I know in my dirty rat story, I wasn’t interested in God—he didn’t seem like the kind of God I wanted to hang out with or be associated with. I spent a great portion of my 20s doing whatever I wanted to do—living the wild life! Although, admittedly I wasn’t all that wild. But that didn’t matter; what mattered to me was that I didn’t feel obligated to God or anyone else I didn’t want to be obligated to.
And yet, he pursued me. He chased the dirty rat.
So many people reached out to me during those years, loving me, helping me, providing for me. I was grateful and glad to be loved by them, but I wouldn’t let my heart make the connection to Jesus—that he maybe was the reason others loved me so well. You can probably guess the next part of the story: after years and years of doing my thing, pursuing my definition of happiness, trying to make my dreams come true, I was exhausted. I was confused. Despite my best efforts, I wasn’t where I wanted to be in life and I certainly wasn’t who I wanted to be.
On a whim, I picked up a book someone had given me. To this day I don’t know why I opened that book except that I was so desperate I must have thought I might find an answer. Anyway, the first sentence of the book was, It’s not all about you. I fell to my knees. How had I grown up in a Christian home and never realized that? Maybe I was just that selfish that the message of Grace had fallen on deaf ears. I found such relief in that one simple sentence. It gave me the freedom to look out of myself, to stop obsessing about myself, to stop serving and trying to please myself.

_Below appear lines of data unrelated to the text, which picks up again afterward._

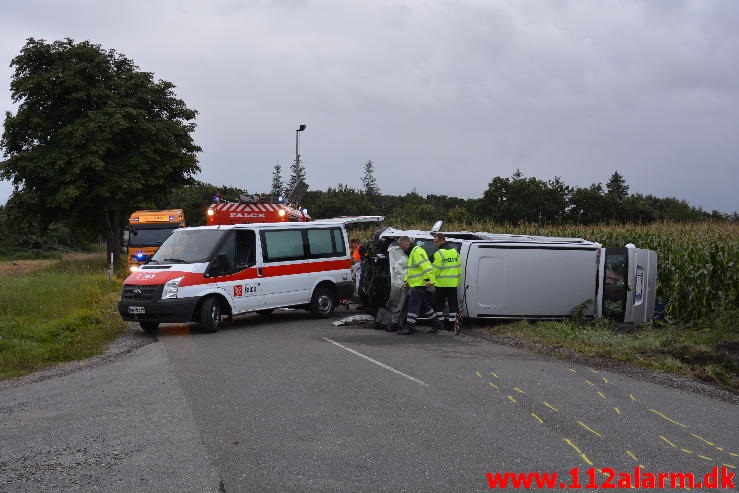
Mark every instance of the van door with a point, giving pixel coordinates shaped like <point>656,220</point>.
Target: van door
<point>614,283</point>
<point>236,271</point>
<point>642,285</point>
<point>286,277</point>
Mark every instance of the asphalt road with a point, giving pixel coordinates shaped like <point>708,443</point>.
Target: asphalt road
<point>289,403</point>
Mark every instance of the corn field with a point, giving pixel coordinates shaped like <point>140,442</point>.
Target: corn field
<point>697,263</point>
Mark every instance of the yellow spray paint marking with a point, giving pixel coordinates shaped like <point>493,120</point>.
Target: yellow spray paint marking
<point>668,442</point>
<point>550,406</point>
<point>584,457</point>
<point>701,439</point>
<point>569,442</point>
<point>589,429</point>
<point>665,417</point>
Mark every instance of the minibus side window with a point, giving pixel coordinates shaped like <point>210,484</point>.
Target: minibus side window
<point>320,243</point>
<point>326,243</point>
<point>283,245</point>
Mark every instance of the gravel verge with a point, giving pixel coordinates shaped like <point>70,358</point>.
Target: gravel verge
<point>634,371</point>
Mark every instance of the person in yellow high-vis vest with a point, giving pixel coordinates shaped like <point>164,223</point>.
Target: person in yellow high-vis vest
<point>418,278</point>
<point>447,272</point>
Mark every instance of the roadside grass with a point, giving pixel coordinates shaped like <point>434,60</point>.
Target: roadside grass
<point>708,351</point>
<point>60,312</point>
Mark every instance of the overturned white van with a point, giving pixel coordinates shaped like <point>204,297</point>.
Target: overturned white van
<point>530,277</point>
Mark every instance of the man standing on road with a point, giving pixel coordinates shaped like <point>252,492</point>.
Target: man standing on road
<point>419,277</point>
<point>447,272</point>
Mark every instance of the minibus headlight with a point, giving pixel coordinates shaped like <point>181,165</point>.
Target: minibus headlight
<point>171,287</point>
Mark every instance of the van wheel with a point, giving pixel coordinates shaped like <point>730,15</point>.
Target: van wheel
<point>149,327</point>
<point>210,315</point>
<point>323,303</point>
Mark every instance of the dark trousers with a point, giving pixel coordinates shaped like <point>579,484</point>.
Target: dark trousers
<point>419,302</point>
<point>450,296</point>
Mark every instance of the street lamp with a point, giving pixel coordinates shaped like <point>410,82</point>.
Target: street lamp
<point>297,154</point>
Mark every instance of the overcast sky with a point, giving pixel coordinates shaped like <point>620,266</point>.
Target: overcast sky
<point>442,96</point>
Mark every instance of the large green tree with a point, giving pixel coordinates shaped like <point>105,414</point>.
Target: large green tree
<point>93,136</point>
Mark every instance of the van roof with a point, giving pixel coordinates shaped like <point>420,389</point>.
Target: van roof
<point>336,221</point>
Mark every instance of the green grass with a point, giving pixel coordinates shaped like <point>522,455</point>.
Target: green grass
<point>63,313</point>
<point>708,351</point>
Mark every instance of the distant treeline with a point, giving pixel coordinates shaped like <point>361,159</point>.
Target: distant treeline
<point>513,201</point>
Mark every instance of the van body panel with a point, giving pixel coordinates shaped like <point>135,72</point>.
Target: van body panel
<point>528,281</point>
<point>241,266</point>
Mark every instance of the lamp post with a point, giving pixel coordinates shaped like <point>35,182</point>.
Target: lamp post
<point>297,153</point>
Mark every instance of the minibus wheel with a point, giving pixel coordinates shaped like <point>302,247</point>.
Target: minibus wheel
<point>323,302</point>
<point>210,315</point>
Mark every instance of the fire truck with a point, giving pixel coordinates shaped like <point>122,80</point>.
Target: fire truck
<point>147,230</point>
<point>253,210</point>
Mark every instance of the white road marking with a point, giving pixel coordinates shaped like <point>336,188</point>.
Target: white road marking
<point>413,379</point>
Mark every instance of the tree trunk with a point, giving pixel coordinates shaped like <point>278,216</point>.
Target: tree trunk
<point>113,234</point>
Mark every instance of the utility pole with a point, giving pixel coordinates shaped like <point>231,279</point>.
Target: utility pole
<point>297,150</point>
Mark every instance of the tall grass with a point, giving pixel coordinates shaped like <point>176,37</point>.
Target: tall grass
<point>697,264</point>
<point>62,313</point>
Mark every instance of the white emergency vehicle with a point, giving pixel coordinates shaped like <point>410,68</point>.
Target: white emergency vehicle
<point>210,273</point>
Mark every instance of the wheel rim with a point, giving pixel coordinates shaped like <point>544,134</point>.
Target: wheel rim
<point>324,303</point>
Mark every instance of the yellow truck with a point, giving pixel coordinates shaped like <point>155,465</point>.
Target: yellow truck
<point>147,230</point>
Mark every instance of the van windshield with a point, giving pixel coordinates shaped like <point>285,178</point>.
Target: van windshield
<point>189,246</point>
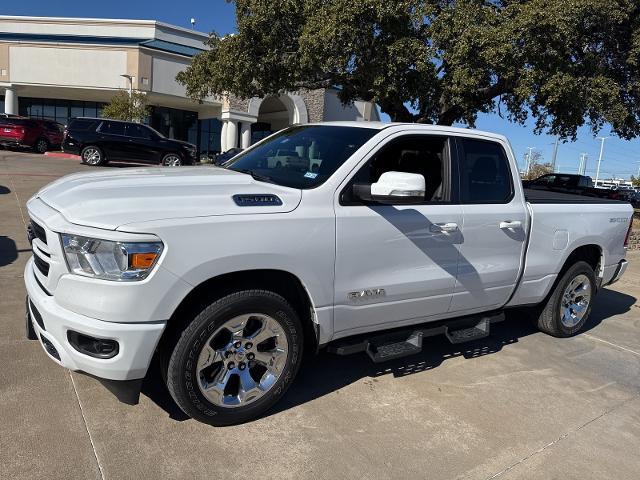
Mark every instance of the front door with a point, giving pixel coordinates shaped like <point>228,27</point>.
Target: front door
<point>397,264</point>
<point>494,227</point>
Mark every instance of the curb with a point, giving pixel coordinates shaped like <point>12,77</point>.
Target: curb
<point>62,155</point>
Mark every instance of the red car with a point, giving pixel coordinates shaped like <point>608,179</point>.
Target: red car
<point>22,132</point>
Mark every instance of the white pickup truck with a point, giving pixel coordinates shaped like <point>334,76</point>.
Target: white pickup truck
<point>400,231</point>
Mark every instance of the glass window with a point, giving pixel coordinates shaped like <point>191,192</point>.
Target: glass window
<point>485,173</point>
<point>285,159</point>
<point>426,155</point>
<point>138,131</point>
<point>113,128</point>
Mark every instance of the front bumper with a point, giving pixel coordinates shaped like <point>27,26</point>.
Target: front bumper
<point>137,341</point>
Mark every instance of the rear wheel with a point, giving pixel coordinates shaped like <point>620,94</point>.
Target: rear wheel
<point>567,308</point>
<point>41,145</point>
<point>236,358</point>
<point>92,155</point>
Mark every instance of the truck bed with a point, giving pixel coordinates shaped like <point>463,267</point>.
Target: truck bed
<point>548,196</point>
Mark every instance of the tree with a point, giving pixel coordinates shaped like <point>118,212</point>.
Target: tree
<point>127,107</point>
<point>439,61</point>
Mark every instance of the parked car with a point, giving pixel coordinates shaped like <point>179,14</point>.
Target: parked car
<point>222,158</point>
<point>100,140</point>
<point>421,229</point>
<point>36,134</point>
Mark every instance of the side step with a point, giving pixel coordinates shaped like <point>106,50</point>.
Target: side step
<point>402,343</point>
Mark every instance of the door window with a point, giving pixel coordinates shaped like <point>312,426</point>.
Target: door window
<point>138,131</point>
<point>426,155</point>
<point>113,128</point>
<point>485,173</point>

It gave me the freedom to rest. It drove me straight to God’s waiting arms. And I realized that he had been pursuing me since the day I was born.
Even though that day of falling to my knees was many years ago now, I can see it vividly in my mind. I love to remember that day, remember how humbled I was and what a light bulb moment it was to realize that life is about something bigger and greater than I. And that the orchestrator of this life, who is working redemption in our broken world, has chosen to love me; furthermore, he has worked to convince me of his love!
As I watch Aaron play Dirty Rat with the babies, chasing them with delight, eager to scoop them in his arms and lavish them with love, I imagine God’s delight in pursuing us—he doesn’t feel a frustrated, eye-rolling obligation to his children; instead, he is eager to show us his love, to heal our wounds, to draw us close into his embrace, to redeem our broken stories.
How is God pursuing you today? Who has he put in your life to reveal his love to you? What graces have you met today that are evidence of his love? Has he asked you to be an instrument of love and pursuit in someone else’s life? Who can you move toward today in grace and love?